Hey there! I tried to post this a week ago, but that post seems to have disappeared into the nether reaches of the forums. So I guess I'll try again! Before I start, though, I have to warn you this will most likely be a terribly long-winded and dull post. Probably best to have a bowl of popcorn handy.
To begin with, I'm basically just a longtime lurker who finally mustered up the courage to type out a proper introduction for myself. I'm a 22-year-old male with a lot to think about and not a whole lot to say. To say I dislike social interaction would be a gross understatement; the thought alone of leaving my house is essentially the equivalent of submitting myself to the guillotine. Not an ideal mindset to have when people are *gasp* everywhere.
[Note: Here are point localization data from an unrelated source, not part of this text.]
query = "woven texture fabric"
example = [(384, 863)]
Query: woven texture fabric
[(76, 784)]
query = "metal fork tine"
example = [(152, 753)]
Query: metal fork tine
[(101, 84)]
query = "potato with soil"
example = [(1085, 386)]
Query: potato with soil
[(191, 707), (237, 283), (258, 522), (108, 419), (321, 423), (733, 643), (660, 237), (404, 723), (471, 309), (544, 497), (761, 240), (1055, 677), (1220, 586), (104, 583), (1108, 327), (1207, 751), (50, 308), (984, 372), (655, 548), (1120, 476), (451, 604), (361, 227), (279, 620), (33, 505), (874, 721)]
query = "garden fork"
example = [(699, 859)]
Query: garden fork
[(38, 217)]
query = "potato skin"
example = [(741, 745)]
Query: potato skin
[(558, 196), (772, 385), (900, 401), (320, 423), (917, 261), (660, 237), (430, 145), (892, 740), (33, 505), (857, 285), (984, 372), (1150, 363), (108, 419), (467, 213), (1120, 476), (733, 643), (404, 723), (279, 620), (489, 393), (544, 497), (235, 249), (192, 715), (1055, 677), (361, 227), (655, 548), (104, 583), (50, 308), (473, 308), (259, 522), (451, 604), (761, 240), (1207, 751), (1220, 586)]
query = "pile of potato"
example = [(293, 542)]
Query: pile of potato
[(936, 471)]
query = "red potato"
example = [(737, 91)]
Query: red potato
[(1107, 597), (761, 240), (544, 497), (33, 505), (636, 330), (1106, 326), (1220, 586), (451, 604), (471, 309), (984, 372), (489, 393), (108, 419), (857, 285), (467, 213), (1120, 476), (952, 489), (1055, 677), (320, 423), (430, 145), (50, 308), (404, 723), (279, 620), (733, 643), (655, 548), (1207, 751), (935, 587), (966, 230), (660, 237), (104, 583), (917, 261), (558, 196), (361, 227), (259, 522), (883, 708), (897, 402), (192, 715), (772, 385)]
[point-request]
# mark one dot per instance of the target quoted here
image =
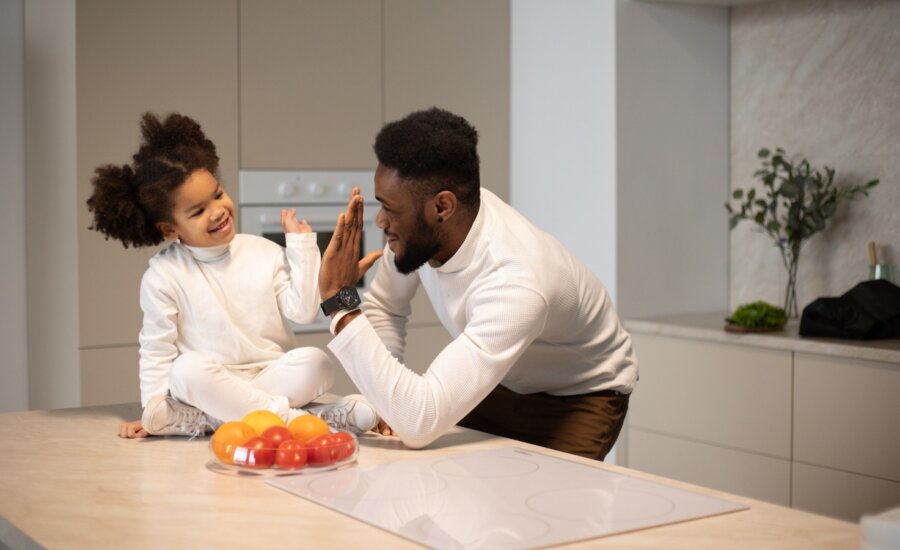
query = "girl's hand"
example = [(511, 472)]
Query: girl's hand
[(132, 430), (290, 224), (341, 265)]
I grew up extremely shy and introverted. I constantly wanted to skip school just to avoid other kids, despite actually enjoying school itself. At first it was my fears of “embarrassing myself” or “saying the wrong thing” that persuaded me to keep my mouth shut at all times, but over time I developed an acute sense of self-loathing and perceived inferiority. In other words, my best would never be good enough when compared to other people.
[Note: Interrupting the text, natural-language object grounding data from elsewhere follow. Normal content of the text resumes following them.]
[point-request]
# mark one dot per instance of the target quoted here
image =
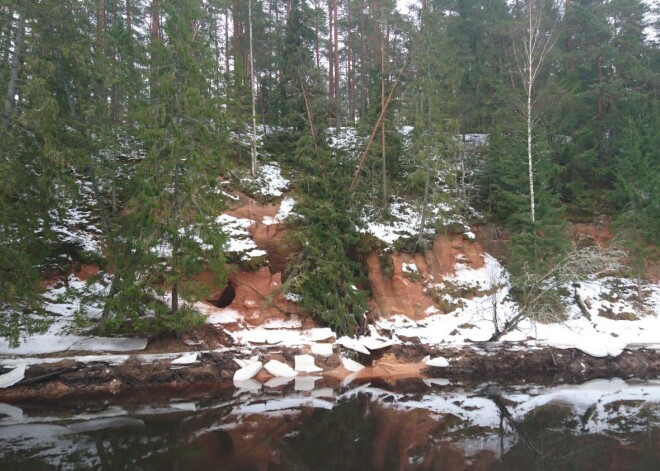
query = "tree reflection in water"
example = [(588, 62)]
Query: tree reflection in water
[(600, 425)]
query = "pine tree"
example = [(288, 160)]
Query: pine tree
[(168, 234)]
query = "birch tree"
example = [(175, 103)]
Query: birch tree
[(531, 48), (253, 161)]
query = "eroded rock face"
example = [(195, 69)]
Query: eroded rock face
[(253, 296), (404, 293)]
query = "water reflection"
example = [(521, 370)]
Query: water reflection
[(603, 424)]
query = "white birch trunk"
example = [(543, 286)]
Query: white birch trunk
[(253, 162)]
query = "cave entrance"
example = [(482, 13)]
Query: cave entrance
[(227, 296)]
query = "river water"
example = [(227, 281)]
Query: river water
[(304, 424)]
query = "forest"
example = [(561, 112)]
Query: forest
[(137, 120)]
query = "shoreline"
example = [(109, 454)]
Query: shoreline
[(101, 376)]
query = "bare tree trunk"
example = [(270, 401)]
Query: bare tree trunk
[(177, 238), (12, 87), (350, 93), (155, 20), (536, 45), (363, 157), (317, 46), (253, 162), (382, 107), (425, 203), (308, 109), (331, 67), (363, 68), (336, 67)]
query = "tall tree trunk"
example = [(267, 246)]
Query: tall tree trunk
[(155, 21), (336, 59), (253, 161), (363, 67), (350, 92), (383, 146), (331, 67), (12, 87)]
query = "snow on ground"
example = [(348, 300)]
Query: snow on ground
[(476, 294), (286, 207), (239, 240), (347, 140), (269, 181), (62, 303), (404, 221), (76, 227)]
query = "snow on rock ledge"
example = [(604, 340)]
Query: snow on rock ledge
[(279, 369)]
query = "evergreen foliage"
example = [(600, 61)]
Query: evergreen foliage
[(133, 127)]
All of these thoughts and fears persisted even through high school, where they successfully sabotaged any notions I had of dating, making friends, and just socializing in general. Because of this, I was extremely awkward, socially unconfident, and probably even standoffish. I began to scrutinize and criticize myself more than ever, and became obsessed with every personal flaw I could find. I became absolutely convinced that I was the most boring, unattractive, unappealing, and worthless guy out there, no matter what I tried to tell myself on the contrary.
Starting college made absolutely no difference whatsoever, from a social standpoint. I could go entire days without saying a word to anyone. Professors, classmates, really cute girls. Didn't matter. My brain refuses to function around other people, regardless of who they are (but especially really cute girls). My schedule literally became: leave home, go to school, come home, do homework, sleep, repeat. No over-exaggerating there either. I spent weekends alone or with family, and that was it.
I survived three semesters of this until I eventually hit my breaking point. I finally admitted to myself that I could not continue to avoid social interaction and group work in my upcoming courses, and this realization terrified me to no end. So what did I do to cope with it? I did the only thing I knew how to do: I dropped out and avoided it altogether. Problem-solving at its finest.